By then, Catholic had run up 27 points, and the game was all but out of reach for the Hoyas. With 5:08 to play, Catholic defensive back Lou Ruggiero intercepted Tom Marotta's pass on the Georgetown 24 and ran for the final score of the game.
As is his custom, Stanislav, who has now passed for 4,252 yards in his collegiate career, found his favorite receiver in Mike Stotz, a former teammate at Good Counsel High School, who caught the ball six times for 127 yards and one touchdown.
"Stan and I pretty much have it down to a pattern," said Stotz, who made one picturesque catch of a 43-yard pass at the three and ran it in for the touchdown early in the third period.
"He knew where I was going to be, and all I saw was the ball," Stotz said. "It just carried me into the end zone."

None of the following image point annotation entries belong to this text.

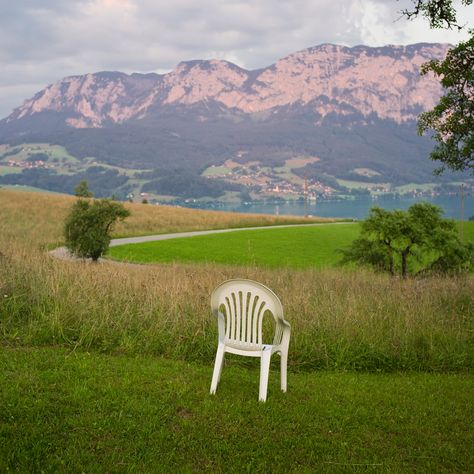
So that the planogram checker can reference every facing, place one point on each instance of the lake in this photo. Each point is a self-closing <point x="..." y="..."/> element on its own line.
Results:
<point x="355" y="209"/>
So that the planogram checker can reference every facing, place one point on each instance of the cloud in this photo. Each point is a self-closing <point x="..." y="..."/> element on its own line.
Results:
<point x="41" y="42"/>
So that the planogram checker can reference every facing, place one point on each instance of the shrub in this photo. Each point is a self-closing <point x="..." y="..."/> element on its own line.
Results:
<point x="87" y="227"/>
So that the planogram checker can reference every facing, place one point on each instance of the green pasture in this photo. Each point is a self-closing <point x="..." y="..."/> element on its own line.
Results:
<point x="75" y="411"/>
<point x="294" y="247"/>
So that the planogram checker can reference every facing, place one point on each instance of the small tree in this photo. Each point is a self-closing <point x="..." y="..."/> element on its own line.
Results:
<point x="410" y="242"/>
<point x="82" y="189"/>
<point x="88" y="225"/>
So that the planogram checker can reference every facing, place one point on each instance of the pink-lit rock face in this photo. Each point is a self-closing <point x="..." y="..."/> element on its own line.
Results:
<point x="329" y="78"/>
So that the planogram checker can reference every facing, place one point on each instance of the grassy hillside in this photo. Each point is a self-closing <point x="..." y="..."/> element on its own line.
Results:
<point x="106" y="367"/>
<point x="308" y="247"/>
<point x="89" y="412"/>
<point x="357" y="320"/>
<point x="298" y="247"/>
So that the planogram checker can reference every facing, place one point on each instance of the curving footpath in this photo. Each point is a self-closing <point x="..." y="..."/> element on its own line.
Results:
<point x="63" y="252"/>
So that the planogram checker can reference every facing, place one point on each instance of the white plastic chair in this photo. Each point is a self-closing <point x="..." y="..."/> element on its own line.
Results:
<point x="240" y="307"/>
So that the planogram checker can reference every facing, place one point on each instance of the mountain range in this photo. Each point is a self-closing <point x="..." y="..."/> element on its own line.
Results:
<point x="347" y="108"/>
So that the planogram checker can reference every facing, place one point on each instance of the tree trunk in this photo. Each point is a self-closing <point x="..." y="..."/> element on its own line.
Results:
<point x="404" y="261"/>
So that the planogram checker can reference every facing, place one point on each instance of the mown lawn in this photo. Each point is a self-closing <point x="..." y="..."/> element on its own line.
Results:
<point x="66" y="411"/>
<point x="294" y="247"/>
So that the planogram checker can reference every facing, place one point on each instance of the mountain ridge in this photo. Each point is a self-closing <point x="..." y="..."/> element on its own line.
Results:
<point x="347" y="107"/>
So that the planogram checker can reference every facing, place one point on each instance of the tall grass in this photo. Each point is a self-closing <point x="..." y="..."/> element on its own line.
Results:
<point x="340" y="319"/>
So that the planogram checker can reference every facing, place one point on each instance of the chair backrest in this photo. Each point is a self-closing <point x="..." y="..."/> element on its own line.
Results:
<point x="243" y="304"/>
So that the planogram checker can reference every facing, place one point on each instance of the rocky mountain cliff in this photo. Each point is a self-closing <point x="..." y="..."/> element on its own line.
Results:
<point x="348" y="107"/>
<point x="385" y="81"/>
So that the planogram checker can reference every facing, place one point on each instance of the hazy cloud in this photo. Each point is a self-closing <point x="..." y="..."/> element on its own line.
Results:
<point x="44" y="40"/>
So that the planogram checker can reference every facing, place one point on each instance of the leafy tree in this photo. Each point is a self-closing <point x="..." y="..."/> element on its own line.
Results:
<point x="452" y="120"/>
<point x="440" y="13"/>
<point x="82" y="189"/>
<point x="410" y="242"/>
<point x="88" y="225"/>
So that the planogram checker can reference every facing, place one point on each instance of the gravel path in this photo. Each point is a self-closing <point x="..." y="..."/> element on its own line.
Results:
<point x="64" y="254"/>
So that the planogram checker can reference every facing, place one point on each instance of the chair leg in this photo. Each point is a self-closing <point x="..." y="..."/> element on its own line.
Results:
<point x="283" y="369"/>
<point x="264" y="372"/>
<point x="216" y="375"/>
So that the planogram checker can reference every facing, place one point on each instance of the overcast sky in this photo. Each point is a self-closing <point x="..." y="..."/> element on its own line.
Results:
<point x="42" y="41"/>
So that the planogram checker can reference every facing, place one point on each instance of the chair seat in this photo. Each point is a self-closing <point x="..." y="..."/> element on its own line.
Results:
<point x="248" y="349"/>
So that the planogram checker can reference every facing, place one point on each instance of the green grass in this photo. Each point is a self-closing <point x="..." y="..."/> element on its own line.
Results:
<point x="297" y="247"/>
<point x="32" y="189"/>
<point x="84" y="412"/>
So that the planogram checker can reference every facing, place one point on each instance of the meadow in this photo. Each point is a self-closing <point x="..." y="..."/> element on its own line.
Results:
<point x="106" y="367"/>
<point x="316" y="247"/>
<point x="302" y="247"/>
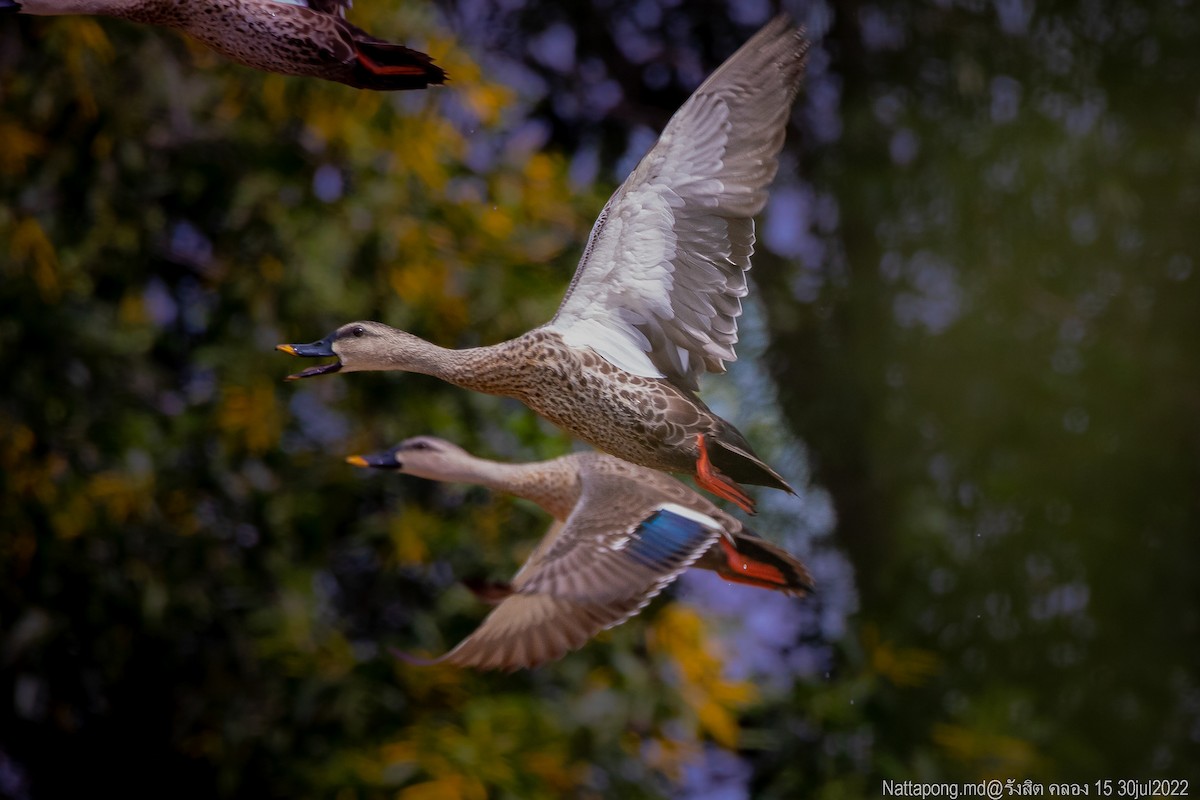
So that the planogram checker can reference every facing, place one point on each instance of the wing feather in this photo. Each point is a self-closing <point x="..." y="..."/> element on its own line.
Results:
<point x="678" y="234"/>
<point x="594" y="572"/>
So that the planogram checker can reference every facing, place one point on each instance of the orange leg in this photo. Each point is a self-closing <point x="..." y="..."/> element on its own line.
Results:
<point x="382" y="70"/>
<point x="745" y="570"/>
<point x="712" y="479"/>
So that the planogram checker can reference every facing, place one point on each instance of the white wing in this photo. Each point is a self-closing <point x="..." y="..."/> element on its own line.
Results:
<point x="658" y="290"/>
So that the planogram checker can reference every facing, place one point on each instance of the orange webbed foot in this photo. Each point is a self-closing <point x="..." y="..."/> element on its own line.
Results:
<point x="713" y="480"/>
<point x="743" y="569"/>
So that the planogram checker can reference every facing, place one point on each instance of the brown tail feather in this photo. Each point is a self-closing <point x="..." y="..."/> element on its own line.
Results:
<point x="387" y="66"/>
<point x="757" y="563"/>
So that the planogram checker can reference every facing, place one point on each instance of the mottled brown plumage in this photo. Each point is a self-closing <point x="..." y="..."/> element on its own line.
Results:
<point x="648" y="421"/>
<point x="654" y="301"/>
<point x="622" y="533"/>
<point x="289" y="37"/>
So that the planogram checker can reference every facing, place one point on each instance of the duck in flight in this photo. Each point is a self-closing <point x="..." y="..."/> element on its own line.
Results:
<point x="622" y="534"/>
<point x="293" y="37"/>
<point x="655" y="298"/>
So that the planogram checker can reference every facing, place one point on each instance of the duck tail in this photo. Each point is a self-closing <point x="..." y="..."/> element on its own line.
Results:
<point x="737" y="461"/>
<point x="387" y="66"/>
<point x="755" y="561"/>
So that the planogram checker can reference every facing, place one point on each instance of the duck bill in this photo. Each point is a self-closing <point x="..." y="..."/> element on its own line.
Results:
<point x="378" y="461"/>
<point x="322" y="349"/>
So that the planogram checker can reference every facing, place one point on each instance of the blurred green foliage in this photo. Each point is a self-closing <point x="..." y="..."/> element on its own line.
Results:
<point x="984" y="331"/>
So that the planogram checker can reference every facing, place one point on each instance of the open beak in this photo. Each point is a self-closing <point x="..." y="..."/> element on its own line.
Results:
<point x="321" y="349"/>
<point x="379" y="461"/>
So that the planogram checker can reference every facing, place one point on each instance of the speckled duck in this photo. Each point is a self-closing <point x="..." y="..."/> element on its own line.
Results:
<point x="655" y="298"/>
<point x="622" y="534"/>
<point x="293" y="37"/>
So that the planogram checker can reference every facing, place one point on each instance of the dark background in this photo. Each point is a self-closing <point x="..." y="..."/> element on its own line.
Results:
<point x="973" y="342"/>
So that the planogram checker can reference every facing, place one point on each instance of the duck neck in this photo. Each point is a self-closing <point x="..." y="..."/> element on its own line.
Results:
<point x="552" y="485"/>
<point x="481" y="370"/>
<point x="59" y="7"/>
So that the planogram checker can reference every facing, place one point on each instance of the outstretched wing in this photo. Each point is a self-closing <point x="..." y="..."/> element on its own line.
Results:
<point x="592" y="576"/>
<point x="658" y="290"/>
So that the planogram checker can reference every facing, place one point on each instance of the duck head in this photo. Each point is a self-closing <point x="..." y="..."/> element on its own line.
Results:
<point x="358" y="347"/>
<point x="421" y="456"/>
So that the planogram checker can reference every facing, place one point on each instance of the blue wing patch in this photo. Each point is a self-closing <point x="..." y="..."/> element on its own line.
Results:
<point x="670" y="537"/>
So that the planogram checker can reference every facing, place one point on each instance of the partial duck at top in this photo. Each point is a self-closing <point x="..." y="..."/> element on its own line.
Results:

Two other Stotz receptions helped set up touchdowns. His gain of 11 yards put the ball at the Georgetown eight in the first period and a 32-yard reception brought the ball to the Georgetown four in the second.
The first-period reception set up the game's first score when Stanislav passed to halfback Mike Brown with 1:56 remaining in the quarter.
Powerful punting by Catholic's Jim Glynn, especially in the first half, kept the Hoyas in poor field position. Glynn punted three times in that half for an average of 49 yards. His longest punt was 56 yards.
"We just got an old-fashioned country whipping," said Georgetown Coach Scotty Glacken. "They dominated us on the line of scrimage, offensively and defensively. That's where they won the game, in the trenches."